Japan obviously has bigger problems than when to start the baseball season, but the Central and Pacific Leagues of the NPB met today to discuss when they should begin the 2011 baseball season in the wake of the tsunami and the mounting nuclear crisis.
The NPB blog Yakyubaka reports that no decision has been made and that, in fact, there’s some dispute between the Pacific league and the Central League regarding when to start. The latter is intent on beginning on the original start date of March 25th and the former wants a delay. Notably, more Pacific League teams are closer to the areas that were most devastated in the disaster. Though given the scope of it all, this is an event of national significance, not merely local.
One’s gut instinct is to say that baseball should simply stop for the time being. But as we’ve seen throughout our own history, the interplay between sports and national crisis is more complicated than that.

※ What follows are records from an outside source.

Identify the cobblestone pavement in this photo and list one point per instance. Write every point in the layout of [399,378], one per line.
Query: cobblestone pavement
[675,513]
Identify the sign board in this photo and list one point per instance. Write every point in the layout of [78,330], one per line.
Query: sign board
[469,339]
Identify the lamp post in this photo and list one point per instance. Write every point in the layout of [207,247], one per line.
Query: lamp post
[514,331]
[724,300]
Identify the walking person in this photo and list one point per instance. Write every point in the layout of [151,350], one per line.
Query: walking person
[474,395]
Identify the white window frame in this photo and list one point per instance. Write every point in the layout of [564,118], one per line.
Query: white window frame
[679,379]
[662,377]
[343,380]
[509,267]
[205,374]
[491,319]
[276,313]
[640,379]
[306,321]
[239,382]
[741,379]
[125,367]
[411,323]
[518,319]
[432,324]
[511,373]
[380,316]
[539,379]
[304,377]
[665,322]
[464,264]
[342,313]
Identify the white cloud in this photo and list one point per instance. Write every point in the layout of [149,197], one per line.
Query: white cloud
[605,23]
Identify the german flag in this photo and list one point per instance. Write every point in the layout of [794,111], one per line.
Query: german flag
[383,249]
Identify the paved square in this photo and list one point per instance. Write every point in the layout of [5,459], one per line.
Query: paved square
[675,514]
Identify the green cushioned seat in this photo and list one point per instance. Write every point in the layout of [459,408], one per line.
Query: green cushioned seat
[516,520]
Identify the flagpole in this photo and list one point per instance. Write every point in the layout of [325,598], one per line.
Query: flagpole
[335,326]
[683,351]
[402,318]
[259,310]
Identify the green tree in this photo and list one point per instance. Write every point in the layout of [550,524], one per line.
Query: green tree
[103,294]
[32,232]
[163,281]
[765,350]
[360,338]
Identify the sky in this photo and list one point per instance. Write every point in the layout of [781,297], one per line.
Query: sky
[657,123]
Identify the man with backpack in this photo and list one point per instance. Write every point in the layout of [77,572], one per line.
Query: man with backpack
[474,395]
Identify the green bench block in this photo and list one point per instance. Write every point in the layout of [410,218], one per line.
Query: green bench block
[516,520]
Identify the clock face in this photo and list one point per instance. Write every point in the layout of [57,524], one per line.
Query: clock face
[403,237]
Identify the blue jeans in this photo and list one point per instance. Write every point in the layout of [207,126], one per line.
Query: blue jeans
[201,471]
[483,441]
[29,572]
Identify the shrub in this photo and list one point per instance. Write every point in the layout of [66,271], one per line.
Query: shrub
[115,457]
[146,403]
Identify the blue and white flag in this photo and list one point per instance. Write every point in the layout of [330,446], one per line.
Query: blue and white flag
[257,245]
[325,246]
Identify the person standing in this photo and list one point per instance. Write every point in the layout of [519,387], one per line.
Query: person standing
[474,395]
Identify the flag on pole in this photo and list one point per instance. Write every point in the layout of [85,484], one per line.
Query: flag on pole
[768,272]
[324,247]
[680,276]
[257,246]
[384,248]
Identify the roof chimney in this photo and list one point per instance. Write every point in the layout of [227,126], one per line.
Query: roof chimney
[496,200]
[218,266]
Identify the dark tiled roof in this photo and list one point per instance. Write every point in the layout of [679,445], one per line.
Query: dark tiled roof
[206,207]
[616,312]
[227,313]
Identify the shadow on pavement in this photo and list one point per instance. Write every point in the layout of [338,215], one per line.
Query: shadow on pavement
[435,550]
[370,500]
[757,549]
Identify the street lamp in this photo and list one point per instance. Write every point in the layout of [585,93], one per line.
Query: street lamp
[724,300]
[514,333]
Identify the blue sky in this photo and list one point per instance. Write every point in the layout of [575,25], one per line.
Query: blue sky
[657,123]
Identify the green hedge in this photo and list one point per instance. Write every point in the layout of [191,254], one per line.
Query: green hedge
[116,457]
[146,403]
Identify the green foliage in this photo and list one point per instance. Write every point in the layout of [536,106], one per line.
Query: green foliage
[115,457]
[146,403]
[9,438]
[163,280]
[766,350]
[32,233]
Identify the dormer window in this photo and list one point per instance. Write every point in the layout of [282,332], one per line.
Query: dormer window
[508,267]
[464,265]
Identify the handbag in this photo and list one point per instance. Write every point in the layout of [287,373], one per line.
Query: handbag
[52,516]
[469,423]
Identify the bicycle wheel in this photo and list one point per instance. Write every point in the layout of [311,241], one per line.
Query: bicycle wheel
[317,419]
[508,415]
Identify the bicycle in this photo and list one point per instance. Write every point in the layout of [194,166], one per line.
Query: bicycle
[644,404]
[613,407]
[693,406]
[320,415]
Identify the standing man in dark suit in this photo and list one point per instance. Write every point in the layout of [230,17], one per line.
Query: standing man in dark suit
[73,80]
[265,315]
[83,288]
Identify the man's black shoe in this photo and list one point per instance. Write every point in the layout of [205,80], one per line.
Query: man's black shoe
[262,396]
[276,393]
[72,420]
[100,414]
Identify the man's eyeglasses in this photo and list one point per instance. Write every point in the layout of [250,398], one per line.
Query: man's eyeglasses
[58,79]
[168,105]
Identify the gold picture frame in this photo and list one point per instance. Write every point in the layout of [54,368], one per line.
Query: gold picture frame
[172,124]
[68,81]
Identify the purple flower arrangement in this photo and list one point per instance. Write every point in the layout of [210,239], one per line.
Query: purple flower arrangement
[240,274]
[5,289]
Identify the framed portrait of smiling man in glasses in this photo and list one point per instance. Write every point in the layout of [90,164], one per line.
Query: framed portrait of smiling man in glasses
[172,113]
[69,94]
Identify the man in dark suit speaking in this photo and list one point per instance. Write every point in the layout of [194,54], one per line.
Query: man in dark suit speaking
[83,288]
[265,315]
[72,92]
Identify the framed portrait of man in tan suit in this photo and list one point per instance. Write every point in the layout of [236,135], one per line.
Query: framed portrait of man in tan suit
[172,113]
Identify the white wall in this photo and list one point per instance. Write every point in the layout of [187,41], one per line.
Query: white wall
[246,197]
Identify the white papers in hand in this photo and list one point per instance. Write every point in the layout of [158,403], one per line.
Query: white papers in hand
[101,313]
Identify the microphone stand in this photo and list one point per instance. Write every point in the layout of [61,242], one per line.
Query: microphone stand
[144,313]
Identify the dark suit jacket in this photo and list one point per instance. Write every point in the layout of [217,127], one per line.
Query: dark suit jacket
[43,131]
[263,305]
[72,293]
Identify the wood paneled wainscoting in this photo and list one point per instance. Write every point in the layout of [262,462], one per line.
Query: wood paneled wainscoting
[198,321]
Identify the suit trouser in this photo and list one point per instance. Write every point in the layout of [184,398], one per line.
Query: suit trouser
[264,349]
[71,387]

As FDR famously wrote at the outset of World War II when it was suggested that the game be suspended: “I honestly feel that it would be best for the country to keep baseball going.” That notion has been echoed many times over the years. There have been delays in sporting events, but they have tended to be short and then, once they resumed, used as rallying points or, at the very least, a sign that normal life can once again resume.
I don’t know of these examples are transferable from the American experience to the current Japanese crisis. National psychology is kind of a pseudoscience, but it’s not an illusory notion. I couldn’t hope to guess what makes more sense for the NPB to do with its schedule right now. All I hope is that the Japanese crisis is sufficiently stabilized and that the Japanese people feel normal enough to play baseball games sometime soon.